Is there an intuitive definition for the symmetry that occurs in Pascal's triangle? If $n$ in $\binom{n}{k}$ is odd, there is indeed an exact reflection along the center column (which divides the triangle into halves of $n-2$ parts each, and each half contains exactly the same elements in reverse order with respect to one another. This makes sense to me.

However, if $n$ is even, there is still a sort of additive? symmetry, where if you take the alternating sum of the binomial coefficients, the result is zero. This second fact is what prompted me to ask the question, as it seemed very mysterious...

Suppose n = 6, then 1 - 6 + 15 - 20 + 15 - 6 + 1 = 0, which seems very strange, as the "halves" are not broken evenly and contain no elements in common. But it may be because I'm missing something.

With regards to @Jesse Meng's answer,

Interestingly, that second formula is precisely what I was trying to understand (intuitively). I understand and can apply the formula. However, I am missing the intuition with regards to why selecting x = 1 and y = -1 signifies combinatorially the alternating sum . Is there no simple way to convey it? Is there even an intuition? Should I completely reconsider my frame?

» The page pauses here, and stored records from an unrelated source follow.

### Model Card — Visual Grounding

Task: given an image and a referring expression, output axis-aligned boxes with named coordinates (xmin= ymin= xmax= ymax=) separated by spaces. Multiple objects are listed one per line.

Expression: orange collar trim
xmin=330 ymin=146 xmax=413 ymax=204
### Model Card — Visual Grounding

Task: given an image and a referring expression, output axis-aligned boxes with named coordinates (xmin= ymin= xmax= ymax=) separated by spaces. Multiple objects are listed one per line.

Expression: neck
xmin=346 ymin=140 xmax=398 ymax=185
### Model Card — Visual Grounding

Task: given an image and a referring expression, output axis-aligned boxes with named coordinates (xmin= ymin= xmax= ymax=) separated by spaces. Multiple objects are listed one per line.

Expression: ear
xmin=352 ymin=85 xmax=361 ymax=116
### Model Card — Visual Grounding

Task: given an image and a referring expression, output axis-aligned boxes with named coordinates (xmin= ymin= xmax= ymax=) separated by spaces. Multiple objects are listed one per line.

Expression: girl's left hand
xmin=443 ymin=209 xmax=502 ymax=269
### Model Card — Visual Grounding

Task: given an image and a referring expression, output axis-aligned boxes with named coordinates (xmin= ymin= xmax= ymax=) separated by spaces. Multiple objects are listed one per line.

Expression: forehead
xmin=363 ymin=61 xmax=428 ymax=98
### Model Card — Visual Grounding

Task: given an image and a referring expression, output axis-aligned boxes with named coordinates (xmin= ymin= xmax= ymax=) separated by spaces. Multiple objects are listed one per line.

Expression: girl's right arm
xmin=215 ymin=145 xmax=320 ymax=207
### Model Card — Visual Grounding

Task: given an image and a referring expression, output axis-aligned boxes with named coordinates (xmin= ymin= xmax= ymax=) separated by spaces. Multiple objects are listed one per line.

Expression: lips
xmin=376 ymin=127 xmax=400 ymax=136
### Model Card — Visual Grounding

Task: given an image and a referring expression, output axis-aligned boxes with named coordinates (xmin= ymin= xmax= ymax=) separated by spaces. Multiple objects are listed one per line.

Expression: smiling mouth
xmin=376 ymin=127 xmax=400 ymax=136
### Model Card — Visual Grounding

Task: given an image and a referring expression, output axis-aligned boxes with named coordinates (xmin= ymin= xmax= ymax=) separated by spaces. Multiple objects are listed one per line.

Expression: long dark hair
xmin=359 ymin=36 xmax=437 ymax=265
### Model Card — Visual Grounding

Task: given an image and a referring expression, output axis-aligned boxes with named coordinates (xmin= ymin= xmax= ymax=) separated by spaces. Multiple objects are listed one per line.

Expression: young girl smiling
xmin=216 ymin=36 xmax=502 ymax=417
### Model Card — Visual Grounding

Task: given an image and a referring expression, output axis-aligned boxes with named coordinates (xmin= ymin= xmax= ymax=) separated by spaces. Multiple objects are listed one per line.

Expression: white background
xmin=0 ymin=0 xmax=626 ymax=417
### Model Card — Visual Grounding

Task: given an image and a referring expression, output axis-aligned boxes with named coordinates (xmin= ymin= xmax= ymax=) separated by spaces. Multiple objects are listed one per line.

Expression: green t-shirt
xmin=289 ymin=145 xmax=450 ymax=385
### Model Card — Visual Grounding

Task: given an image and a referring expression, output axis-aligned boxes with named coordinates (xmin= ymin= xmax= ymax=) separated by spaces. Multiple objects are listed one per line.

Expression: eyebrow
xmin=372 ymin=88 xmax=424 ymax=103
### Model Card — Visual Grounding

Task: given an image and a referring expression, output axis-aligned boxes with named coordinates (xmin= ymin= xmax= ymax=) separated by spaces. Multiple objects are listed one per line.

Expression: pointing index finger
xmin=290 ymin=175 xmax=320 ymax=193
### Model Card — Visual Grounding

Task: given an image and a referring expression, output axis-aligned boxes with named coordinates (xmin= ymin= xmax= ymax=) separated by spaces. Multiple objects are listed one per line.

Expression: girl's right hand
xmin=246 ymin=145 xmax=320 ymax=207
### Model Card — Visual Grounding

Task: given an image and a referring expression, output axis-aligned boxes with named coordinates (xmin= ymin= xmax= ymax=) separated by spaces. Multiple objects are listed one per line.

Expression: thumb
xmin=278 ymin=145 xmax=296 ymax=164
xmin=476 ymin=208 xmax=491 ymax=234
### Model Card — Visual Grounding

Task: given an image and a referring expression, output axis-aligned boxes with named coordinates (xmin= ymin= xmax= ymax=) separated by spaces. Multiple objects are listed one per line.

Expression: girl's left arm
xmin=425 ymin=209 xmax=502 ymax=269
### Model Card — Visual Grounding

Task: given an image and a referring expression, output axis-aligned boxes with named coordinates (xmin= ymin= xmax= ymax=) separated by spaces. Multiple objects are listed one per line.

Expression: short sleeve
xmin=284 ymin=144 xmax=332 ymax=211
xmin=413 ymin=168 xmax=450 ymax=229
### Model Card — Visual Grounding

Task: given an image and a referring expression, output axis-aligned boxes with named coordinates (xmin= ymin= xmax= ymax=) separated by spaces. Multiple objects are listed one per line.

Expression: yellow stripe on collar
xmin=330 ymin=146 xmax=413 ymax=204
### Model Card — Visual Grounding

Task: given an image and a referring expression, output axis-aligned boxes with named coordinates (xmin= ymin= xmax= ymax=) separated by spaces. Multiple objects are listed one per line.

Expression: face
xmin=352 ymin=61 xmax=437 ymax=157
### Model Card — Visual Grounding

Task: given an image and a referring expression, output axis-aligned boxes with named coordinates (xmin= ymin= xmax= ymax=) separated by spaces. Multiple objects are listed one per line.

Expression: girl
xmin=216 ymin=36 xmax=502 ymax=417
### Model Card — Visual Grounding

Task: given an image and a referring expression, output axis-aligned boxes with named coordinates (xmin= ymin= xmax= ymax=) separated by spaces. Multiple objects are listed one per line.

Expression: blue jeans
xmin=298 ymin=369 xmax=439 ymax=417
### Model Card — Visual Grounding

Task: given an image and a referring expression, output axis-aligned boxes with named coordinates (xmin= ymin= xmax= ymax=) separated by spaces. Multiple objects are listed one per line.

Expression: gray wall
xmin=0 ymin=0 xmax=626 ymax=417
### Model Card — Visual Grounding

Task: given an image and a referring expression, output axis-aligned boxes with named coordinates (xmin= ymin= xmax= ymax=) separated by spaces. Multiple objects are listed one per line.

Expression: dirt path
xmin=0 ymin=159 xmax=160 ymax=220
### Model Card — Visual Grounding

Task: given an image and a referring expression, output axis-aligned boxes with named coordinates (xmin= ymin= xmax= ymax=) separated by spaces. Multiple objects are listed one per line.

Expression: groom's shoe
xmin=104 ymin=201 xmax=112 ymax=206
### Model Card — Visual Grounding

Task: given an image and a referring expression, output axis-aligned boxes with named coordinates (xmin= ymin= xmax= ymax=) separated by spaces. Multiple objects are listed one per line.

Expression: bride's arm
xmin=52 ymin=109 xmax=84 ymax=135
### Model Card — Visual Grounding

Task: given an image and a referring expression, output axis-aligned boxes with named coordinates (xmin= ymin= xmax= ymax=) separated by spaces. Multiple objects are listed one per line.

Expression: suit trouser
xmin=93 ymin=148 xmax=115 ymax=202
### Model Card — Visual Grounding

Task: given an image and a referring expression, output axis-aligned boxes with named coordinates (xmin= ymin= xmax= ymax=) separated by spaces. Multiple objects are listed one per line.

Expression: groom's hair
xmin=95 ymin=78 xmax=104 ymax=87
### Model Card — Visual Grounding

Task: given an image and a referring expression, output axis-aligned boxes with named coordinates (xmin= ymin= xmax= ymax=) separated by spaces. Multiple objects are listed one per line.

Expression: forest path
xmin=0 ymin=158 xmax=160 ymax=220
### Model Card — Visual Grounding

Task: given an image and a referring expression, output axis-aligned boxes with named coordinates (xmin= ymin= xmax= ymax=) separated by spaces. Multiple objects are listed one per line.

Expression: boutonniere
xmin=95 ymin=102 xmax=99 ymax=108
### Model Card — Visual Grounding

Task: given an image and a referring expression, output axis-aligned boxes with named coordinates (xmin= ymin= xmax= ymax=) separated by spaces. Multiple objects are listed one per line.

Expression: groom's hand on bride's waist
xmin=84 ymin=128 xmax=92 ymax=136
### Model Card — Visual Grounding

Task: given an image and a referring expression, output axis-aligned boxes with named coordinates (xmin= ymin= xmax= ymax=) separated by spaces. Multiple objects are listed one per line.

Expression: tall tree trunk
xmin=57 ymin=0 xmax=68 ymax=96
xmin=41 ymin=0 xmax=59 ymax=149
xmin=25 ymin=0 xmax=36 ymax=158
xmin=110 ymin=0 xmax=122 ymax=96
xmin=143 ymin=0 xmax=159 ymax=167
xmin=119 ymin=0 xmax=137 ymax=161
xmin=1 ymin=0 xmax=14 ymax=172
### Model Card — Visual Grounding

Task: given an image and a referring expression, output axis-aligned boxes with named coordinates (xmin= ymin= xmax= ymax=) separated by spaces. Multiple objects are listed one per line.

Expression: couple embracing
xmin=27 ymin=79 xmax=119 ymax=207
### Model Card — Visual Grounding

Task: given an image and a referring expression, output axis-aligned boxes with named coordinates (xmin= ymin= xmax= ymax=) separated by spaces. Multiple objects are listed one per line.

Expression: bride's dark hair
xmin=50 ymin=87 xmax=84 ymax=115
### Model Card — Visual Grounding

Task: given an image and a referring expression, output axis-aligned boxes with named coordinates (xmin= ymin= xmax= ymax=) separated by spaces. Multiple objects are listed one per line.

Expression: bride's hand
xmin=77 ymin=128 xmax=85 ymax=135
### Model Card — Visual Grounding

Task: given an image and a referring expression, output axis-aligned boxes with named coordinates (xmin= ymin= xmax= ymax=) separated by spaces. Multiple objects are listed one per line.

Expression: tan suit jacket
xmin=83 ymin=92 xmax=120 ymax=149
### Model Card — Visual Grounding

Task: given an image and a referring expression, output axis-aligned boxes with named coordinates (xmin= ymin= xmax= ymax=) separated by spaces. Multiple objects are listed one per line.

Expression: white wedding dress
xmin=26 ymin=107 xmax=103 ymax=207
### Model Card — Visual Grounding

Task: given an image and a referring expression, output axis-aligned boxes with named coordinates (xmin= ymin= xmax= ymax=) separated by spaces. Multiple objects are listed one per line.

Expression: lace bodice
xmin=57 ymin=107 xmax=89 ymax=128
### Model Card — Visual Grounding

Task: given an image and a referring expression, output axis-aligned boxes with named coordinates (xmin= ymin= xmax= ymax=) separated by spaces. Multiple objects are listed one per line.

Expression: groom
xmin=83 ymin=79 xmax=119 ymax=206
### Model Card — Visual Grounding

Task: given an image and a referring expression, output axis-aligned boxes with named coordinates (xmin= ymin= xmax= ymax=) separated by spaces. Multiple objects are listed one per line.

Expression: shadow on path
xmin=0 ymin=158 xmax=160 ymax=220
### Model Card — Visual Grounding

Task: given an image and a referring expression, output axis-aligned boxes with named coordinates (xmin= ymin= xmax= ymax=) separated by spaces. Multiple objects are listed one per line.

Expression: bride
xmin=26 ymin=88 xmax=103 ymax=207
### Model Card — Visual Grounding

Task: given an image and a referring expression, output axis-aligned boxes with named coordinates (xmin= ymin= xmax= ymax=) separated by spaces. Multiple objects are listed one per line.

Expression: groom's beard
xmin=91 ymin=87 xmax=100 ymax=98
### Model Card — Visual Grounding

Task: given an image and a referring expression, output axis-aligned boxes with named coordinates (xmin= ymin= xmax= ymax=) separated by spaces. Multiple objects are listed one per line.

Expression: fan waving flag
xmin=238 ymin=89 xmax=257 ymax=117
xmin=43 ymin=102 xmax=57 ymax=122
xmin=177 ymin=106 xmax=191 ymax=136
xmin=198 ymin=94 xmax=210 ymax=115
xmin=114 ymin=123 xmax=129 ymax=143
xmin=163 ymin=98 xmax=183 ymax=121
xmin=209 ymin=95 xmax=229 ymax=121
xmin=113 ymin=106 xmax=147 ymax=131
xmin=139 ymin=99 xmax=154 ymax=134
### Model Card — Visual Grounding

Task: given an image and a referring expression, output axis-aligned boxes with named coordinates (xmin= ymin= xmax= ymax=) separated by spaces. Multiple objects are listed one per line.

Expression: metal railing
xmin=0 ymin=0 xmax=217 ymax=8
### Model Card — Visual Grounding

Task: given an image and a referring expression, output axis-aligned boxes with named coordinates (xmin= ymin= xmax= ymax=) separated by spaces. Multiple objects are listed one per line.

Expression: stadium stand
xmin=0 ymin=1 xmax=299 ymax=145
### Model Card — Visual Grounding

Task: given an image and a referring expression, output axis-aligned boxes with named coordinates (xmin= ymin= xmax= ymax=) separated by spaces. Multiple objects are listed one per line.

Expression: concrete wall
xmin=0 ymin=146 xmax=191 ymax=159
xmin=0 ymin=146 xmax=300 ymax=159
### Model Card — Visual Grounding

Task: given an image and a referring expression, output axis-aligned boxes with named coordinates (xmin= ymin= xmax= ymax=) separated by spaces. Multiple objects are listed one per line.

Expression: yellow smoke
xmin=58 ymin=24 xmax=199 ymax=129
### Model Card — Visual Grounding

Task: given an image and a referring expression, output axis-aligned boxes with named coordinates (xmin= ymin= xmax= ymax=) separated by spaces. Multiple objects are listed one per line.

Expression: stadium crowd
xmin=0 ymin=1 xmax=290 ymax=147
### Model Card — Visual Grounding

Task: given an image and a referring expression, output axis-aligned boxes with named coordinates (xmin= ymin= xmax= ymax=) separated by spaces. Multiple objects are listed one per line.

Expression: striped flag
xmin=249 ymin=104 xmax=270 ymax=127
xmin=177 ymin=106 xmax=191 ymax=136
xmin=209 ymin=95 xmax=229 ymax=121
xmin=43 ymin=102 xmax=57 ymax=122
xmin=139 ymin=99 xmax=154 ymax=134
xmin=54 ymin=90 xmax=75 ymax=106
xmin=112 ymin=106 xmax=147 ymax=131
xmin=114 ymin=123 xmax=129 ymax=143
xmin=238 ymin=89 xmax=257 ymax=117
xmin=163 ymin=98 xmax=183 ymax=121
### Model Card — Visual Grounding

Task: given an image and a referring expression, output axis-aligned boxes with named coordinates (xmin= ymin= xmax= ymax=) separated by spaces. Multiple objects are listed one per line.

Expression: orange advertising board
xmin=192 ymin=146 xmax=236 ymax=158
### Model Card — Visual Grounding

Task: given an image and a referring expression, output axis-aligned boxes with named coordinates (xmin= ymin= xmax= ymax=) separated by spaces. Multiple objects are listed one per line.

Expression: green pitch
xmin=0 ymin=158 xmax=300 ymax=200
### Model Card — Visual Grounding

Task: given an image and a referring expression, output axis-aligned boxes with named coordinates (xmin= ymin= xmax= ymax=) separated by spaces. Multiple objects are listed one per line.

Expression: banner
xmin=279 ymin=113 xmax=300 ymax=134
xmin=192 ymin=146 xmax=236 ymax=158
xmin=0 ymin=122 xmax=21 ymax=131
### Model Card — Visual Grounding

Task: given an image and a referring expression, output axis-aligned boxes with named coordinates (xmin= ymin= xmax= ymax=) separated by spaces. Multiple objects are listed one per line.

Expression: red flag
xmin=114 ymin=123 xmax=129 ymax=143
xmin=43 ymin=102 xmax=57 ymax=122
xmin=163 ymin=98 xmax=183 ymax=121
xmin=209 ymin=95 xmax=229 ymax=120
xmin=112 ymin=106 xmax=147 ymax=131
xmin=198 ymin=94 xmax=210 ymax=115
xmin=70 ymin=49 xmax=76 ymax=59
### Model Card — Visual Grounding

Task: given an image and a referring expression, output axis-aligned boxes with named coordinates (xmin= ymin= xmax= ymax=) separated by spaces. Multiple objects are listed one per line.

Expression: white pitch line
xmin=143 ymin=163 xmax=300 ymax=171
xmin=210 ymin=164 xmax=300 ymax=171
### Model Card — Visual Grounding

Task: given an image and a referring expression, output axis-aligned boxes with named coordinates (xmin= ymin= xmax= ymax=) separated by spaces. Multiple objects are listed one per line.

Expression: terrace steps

From the binomial formula, you would have $$(1+1)^n=\sum_{k=0}^{n}\binom{n}{k}$$ Similarly, you have $$(1-1)^n=\sum_{k=0}^{n}\binom{n}{k}(-1)^k$$ Notice $n$ does not need to be even here, so you have your desired result. So, the intuition here lies within the intuition of the binomial expansion formula itself - I am certain there is a rich number of resources that can expand on the intuition of this formula.
• @RafaelVergnaud I can try to offer you some intuition from combinatorics: Suppose you have a set of n elements, then the equation becomes: the number of odd subsets$=\binom{n}{1}+\binom{n}{3}+...$ is equal to the number of even subsets $=\binom{n}{0}+\binom{n}{2}+...$. Hence, it suffices for us to understand why the number of even subsets of n = number of odd subsets of n. It turns out for each even subset, it has a corresponding "matching" odd subset. – Jesse Meng Apr 6 '18 at 4:27
• This is done so by choosing an arbitrary element from the n elements, assuming $n$ is not $0$, such an arbitrary element must exist. We fix this element and name it $x$. For either an odd/even set, we can apply a transformation:(if it has $x$, remove it, otherwise put in x) to change its size precisely by $1$, this transformation is a bijection between odd and even subsets. Hence we have that the number of odd and even subsets are equal, because every odd/even subset has its own "unique matching" Is this intuitive enough? – Jesse Meng Apr 6 '18 at 4:30
A simple explanation: you can choose $k$ objects from $n$ the same number of ways you don't choose $n-k$ from $n$ hence the symmetry.